On peut débattre des heures sur les raisons qui ont poussé l’OM en dehors des 24 de la phase de championnat. Mais si les Olympiens n’avaient pas encaissé un seul de ces 4 buts, ils seraient encore en Ligue des Champions.
Un seul point à prendre en deux matchs. C’était la mission de l’OM pour jouer de nouveau un match à élimination directe en Ligue des Champions, 14 ans après. Le premier au Vélodrome contre Liverpool, le second en déplacement à Bruges. Mieux : on sait maintenant qu’en encaissant moins de 6 buts lors de ces deux matchs, les Marseillais seraient en barrage.

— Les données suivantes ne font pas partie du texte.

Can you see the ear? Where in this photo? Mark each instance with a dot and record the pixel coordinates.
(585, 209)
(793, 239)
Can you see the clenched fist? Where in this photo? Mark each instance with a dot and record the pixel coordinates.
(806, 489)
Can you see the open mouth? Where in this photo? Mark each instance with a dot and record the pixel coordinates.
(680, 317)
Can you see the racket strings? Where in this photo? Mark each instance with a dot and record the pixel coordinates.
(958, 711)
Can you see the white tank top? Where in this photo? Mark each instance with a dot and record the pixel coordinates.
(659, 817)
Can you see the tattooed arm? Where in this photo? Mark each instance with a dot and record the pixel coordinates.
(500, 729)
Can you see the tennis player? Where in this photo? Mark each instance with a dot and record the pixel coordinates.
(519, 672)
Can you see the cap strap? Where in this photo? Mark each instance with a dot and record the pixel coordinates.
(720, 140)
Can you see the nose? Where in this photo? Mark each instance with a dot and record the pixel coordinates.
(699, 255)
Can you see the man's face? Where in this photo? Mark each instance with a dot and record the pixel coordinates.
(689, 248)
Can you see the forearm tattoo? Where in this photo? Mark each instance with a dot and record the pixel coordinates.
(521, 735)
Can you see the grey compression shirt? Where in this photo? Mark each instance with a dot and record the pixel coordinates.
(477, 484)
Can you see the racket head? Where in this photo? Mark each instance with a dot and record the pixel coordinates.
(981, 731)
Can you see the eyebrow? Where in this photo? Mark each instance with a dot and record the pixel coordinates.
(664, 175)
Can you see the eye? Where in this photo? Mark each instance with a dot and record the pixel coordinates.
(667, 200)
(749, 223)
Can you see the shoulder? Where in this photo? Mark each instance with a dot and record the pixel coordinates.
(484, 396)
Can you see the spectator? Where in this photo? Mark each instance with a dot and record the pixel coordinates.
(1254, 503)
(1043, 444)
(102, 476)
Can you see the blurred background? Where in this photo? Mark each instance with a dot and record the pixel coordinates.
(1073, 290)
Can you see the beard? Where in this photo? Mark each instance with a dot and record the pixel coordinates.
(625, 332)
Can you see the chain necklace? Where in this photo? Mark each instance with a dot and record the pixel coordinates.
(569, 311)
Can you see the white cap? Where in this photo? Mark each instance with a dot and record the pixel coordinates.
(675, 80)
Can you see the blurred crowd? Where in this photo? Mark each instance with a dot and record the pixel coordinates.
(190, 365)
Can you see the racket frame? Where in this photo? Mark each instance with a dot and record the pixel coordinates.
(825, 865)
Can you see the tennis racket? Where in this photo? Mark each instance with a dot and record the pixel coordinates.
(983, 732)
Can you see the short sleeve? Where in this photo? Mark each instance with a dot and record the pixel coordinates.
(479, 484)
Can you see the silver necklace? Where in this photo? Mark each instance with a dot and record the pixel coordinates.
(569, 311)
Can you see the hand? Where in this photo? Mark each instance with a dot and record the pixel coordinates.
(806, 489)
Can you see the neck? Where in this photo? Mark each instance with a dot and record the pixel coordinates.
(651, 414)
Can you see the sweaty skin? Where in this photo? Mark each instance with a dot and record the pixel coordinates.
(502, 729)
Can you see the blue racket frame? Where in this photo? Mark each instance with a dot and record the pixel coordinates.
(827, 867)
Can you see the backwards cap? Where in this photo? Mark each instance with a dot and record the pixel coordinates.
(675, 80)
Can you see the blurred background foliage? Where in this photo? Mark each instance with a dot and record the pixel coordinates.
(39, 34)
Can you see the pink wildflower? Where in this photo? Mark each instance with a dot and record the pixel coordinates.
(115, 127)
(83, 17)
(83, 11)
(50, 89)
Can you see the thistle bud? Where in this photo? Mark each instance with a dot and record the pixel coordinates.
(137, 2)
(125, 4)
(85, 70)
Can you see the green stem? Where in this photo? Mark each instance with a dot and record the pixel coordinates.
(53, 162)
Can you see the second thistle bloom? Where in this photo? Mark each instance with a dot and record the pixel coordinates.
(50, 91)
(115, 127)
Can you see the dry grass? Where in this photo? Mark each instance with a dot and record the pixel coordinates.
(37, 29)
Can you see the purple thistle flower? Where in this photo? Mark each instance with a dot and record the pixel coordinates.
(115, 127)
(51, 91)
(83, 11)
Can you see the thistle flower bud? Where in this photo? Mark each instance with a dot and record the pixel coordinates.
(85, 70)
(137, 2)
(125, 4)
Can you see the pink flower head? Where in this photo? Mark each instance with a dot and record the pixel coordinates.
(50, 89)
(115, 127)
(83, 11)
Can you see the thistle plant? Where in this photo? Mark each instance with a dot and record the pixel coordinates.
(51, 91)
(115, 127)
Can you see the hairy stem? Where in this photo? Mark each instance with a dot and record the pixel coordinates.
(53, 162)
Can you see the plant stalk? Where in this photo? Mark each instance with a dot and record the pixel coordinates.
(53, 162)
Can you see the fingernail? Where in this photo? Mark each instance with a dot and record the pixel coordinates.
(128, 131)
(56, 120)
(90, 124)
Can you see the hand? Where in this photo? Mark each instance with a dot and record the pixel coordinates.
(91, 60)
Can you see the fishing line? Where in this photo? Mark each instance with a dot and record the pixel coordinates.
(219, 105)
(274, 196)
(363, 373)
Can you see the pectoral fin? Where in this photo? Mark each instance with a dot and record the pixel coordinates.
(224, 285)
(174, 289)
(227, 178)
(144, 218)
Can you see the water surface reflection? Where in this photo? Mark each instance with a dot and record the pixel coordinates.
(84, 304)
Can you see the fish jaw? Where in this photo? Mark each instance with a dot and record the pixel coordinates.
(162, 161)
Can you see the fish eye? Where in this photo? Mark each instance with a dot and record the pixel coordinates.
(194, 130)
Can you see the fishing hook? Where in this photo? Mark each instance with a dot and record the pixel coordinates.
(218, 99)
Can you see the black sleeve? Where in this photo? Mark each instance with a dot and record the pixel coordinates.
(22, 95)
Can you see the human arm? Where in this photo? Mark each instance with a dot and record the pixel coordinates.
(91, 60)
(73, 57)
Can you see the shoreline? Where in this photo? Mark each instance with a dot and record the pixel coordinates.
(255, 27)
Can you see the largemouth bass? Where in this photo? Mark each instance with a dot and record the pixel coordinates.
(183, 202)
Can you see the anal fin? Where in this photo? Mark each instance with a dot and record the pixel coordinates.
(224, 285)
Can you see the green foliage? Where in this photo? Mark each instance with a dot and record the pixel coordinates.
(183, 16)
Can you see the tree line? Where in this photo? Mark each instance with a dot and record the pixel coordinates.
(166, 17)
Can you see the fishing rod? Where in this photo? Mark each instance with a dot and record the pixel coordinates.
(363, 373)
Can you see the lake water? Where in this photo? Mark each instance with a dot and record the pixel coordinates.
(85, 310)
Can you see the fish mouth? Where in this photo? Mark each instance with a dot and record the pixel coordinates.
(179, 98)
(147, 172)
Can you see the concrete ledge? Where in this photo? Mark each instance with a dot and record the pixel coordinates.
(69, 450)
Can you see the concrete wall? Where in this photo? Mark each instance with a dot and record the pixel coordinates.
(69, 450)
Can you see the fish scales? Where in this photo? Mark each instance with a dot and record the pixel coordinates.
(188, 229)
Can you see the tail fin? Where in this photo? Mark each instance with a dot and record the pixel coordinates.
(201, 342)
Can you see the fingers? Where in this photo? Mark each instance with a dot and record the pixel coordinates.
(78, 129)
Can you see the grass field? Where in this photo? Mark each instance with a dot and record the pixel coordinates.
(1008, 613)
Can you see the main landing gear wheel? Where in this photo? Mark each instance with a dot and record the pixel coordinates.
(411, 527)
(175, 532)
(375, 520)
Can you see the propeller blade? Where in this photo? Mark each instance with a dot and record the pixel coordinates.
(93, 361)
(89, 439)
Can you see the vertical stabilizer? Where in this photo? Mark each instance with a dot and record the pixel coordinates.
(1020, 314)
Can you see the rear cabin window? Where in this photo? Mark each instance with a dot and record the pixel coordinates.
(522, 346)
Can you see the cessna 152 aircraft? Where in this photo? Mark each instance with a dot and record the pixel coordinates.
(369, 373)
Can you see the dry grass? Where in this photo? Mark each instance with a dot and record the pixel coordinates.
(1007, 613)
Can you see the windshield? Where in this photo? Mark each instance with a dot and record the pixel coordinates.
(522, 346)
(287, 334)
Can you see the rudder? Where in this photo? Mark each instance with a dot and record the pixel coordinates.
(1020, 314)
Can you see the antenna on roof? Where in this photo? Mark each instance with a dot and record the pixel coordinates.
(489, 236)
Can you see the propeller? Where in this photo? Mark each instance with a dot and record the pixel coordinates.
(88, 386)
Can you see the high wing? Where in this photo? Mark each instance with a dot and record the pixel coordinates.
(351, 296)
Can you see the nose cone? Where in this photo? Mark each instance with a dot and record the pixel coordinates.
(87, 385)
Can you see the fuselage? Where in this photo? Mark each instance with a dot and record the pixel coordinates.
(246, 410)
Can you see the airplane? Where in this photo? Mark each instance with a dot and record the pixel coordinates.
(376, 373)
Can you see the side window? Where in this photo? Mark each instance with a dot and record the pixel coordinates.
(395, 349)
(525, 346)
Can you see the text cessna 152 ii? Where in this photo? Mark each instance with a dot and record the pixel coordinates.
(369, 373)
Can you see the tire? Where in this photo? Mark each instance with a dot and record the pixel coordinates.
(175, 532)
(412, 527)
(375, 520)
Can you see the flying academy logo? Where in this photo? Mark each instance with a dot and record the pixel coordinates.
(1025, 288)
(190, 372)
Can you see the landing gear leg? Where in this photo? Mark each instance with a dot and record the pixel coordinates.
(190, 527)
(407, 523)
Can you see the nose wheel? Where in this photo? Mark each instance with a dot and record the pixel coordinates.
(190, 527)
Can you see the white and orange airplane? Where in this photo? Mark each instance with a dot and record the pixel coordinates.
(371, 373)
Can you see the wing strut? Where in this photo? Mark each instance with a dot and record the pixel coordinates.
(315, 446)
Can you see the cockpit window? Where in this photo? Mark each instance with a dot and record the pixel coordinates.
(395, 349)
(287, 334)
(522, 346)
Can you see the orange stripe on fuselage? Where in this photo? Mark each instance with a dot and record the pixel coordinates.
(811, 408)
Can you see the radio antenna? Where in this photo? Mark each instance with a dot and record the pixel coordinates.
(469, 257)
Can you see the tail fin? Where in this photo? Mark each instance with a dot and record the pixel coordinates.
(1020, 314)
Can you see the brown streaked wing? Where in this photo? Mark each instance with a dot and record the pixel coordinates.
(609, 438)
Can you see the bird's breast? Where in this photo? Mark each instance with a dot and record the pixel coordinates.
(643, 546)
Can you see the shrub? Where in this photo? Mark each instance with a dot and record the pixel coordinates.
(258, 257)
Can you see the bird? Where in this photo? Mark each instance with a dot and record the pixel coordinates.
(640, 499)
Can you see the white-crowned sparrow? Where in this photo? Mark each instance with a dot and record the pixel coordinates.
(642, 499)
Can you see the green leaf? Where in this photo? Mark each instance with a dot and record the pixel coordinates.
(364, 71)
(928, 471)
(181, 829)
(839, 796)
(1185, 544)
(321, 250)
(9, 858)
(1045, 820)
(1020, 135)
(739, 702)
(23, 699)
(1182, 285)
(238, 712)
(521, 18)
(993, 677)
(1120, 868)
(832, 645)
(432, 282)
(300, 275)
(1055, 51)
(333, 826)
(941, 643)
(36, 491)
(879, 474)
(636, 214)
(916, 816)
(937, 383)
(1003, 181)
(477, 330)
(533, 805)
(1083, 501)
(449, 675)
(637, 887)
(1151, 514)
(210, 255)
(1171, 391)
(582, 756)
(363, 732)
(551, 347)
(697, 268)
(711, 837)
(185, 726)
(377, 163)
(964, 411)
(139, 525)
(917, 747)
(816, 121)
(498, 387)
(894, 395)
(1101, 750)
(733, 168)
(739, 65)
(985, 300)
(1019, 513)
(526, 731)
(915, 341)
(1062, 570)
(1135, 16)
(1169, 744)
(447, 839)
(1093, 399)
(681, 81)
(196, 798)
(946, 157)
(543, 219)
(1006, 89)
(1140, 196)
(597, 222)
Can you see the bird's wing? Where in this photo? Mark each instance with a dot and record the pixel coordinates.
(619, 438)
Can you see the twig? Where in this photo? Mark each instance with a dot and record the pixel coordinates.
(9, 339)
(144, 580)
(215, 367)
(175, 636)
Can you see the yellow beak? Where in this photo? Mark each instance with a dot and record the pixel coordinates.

Des points bêtement perdus, mais aussi une différence de buts fatale
Au lendemain de l’un des plus grands fiascos de l’histoire de l’OM, c’est l’incompréhension à Marseille. Comment les Marseillais ont pu en arriver là, au point de se faire devancer par des équipes comme l’Olympiakos, Karabagh ou Bodo/Glimt, aux budgets 4 à 8 fois inférieurs (30 M€ pour Karabagh, contre 280 M€ pour l’OM). Sans parler du Club Bruges et ses 90 M€. La première explication, et on a pu le constater à plusieurs reprises pour le PSG, le foot n’est pas uniquement une histoire d’argent, et heureusement ! Ce nouveau format de la Ligue des champions est paradoxale. Malgré la multiplicité des adversaires (8 sur un seul match, contre 3 sur 2 matchs chacun avant), il tord le cou aux aprioris : non, les riches ne gagne pas toujours. 1er budget sur les 32 équipes, le Real Madrid est 10ème, 3ème budget, le PSG est 11ème. 17ème budget, l’OM est 25ème.
Derrière les millions et les stars (joueurs ou entraîneurs), il y a le terrain qui livre ses vérités. Comme le disait Roberto De Zerbi hier, reconnaissant la prestation très insuffisante de son équipe au Jan Breydel Stadion, « il n’y a pas que ce match, il faut regarder toute la campagne européenne ». On l’a fait. Et le résultat de nos recherches est cruel. Sur ses 8 matchs européen, l’OM a encaissé 4 buts dans les dernières minutes, ce qui lui coute sa place en barrage aujourd’hui. Il y a ceux qui ont couté des points (contre le Real Madrid, le Sporting ou l’Atalanta) et celui qui pèse très lourd, dans les arrêts de jeu contre Liverpool.
1ère journée : Real Madrid – OM (2-1)
81ème minute : Kylian Mbappé sur penalty
Après avoir mené 1-0, l’OM s’incline sur deux penalties transformés par Kylian Mbappé. Si le deuxième (main de Medina alors qu’il est à terre) peut se contester, on peut reprocher à l’OM de ne pas avoir dominé la fin de match, alors que les Madrilènes sont à 10 depuis déjà 10 minutes.
3ème journée : Sporting Portugal – OM (2-1)
86ème minute : Alisson Santos
Cette fois, c’est l’OM qui évolue à 10 contre 11. Les Olympiens mènent 1-0 quand Emerson prend un deuxième jaune pour… simulation, en toute fin de première période. De Zerbi fait sortir Greenwood et Vermeeren (remplacés par Murillo et O’Riley), accusés de ne pas défendre assez, mais cela ne suffit pas pour résister. Les Olympiens encaissent deux buts, dont le dernier à 4 minutes de la fin et s’inclinent.
4ème journée : OM – Atalanta Bergame (0-1)
90ème minute : Lazar Samardzic
Ce match restera le plus gros regret des Marseillais dans leur campagne européenne. En toute fin de match, l’OM attaque pour prendre les 3 points, quand Ederson semble commettre l’irréparable dans la surface : le joueur de l’Atalanta avait le ballon rebondir sur son pied et toucher sa main. L’arbitre ne siffle pas et, sur le contre, les Marseillais, complètement déconcentrés, encaissent un but de Samardzic. Pour l’OM et ses supporters, cela restera un vol.
7ème journée : OM – Liverpool (0-3)
93ème minute : Cody Gakpo
Bousculés par les Anglais, les Marseillais sont passés à côté de ce qui, depuis le tirage au sort, est présenté comme LE grand rendez-vous de la saison. Liverpool n’est pas dans un grand jour, mais les Olympiens sont incapables de se mettre au niveau. Particulièrement en seconde période. Ils encaissent logiquement 2 buts, avant de craquer complètement et de céder une troisième fois dans les arrêts de jeu.